If removal is unsuccessful, another attempt may be offered which will be done under anesthesia after cervical ripening with Misoprostol. When this procedure fails, patients are then subjected to hysteroscopy. By Hysteroscopic‑guided removal of IUCD, unnecessary major operation and complications can be avoided. It also offers the advantage of short hospital stay, minimal blood loss, and minimal immediate and late complications. In present study 3.1% cases required hysteroscopic guided removal. Hysteroscopic removal is required in deeply embedded Cu T. Laparoscopic retrieval is done in translocated or migrated IUCD.

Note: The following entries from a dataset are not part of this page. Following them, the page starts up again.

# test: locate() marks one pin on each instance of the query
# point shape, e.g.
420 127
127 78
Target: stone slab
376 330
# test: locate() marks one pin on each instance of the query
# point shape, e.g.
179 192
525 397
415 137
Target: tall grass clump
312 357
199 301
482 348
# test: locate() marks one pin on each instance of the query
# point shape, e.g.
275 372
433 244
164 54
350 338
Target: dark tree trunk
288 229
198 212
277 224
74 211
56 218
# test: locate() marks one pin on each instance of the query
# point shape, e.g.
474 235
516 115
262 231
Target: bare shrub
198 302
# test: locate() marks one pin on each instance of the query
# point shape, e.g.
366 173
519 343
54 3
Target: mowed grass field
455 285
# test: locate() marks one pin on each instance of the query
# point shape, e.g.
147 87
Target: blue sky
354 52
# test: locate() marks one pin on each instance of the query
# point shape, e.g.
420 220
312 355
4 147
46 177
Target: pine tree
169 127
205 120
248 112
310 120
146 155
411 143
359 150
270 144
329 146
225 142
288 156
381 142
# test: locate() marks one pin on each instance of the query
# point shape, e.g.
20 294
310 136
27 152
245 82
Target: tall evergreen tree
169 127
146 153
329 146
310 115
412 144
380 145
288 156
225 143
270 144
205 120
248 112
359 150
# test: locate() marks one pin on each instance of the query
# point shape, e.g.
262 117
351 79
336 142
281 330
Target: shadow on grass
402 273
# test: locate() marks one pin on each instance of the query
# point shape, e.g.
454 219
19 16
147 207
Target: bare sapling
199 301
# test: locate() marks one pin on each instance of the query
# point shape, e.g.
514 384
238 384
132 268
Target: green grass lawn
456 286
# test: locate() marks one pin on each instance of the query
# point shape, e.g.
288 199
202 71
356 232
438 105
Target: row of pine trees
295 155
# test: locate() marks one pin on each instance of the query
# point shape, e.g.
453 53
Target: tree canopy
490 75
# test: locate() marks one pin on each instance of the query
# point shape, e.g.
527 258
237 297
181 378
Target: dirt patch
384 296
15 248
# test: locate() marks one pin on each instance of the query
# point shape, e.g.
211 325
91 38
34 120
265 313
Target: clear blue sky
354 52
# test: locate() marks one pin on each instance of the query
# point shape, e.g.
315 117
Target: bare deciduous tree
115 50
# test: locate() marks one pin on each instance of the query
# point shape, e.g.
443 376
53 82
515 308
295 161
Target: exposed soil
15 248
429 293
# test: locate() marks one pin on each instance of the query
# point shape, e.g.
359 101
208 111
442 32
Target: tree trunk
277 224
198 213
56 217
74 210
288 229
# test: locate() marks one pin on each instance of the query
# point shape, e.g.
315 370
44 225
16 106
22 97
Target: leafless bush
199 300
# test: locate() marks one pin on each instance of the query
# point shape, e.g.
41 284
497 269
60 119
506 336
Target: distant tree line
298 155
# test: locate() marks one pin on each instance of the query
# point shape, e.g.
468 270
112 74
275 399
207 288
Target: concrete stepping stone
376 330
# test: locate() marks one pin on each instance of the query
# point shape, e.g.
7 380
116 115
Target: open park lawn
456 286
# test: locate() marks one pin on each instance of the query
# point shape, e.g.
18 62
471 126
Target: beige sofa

Uterine perforation following IUCD insertion is rare and 0.5 to 3 per 1000 insertion are seen according to Mon Lai Cheung et al.9 Two types of uterine perforation of copper T exists, namely primary and secondary perforations. Both are prone to serious device associated complications. Primary perforation may occur during insertion due to faulty technique, inappropriate timing of insertion, soft uterine wall, wrong measurements of uterocervical length. It typically presents with acute pain abdomen. Secondary perforation is a silent, delayed event occurring due to slow migration of Cu T through uterus due to spontaneous uterine contractions, concurrent bowel peristalsis, bladder contractions. Approximately 80% of IUCD are found in peritoneal cavity after perforation. Migration into surrounding organs is rare but serious complications occur. WHO recommends removing the migrated IUCD as soon as possible. It should be removed even in asymptomatic patients once it has migrated. In case study by Cetinakaya et al.,10 they found that 23 (41.8%) were located outside the uterine cavity, 3(5.5%) were embedded in myometrium. In current study 1 (0.7%) case presented with migrated IUCD, it is found to be embedded in the anterior abdominal wall with minimal adhesions. Laparoscopic retrieval of the misplaced Cu T was done.
Conclusion
Cu T 380 A is a safe, long-lasting, convenient contraceptive method with very few side effects. The technique of insertion and ease of removal at convenient time makes it an effective and useful contraceptive method. Intracesarean insertion of Cu T can be done easily after counselling the patients. This information may be useful to counsel women who are considering an IUCD and current users who are requesting for removal due to side effects.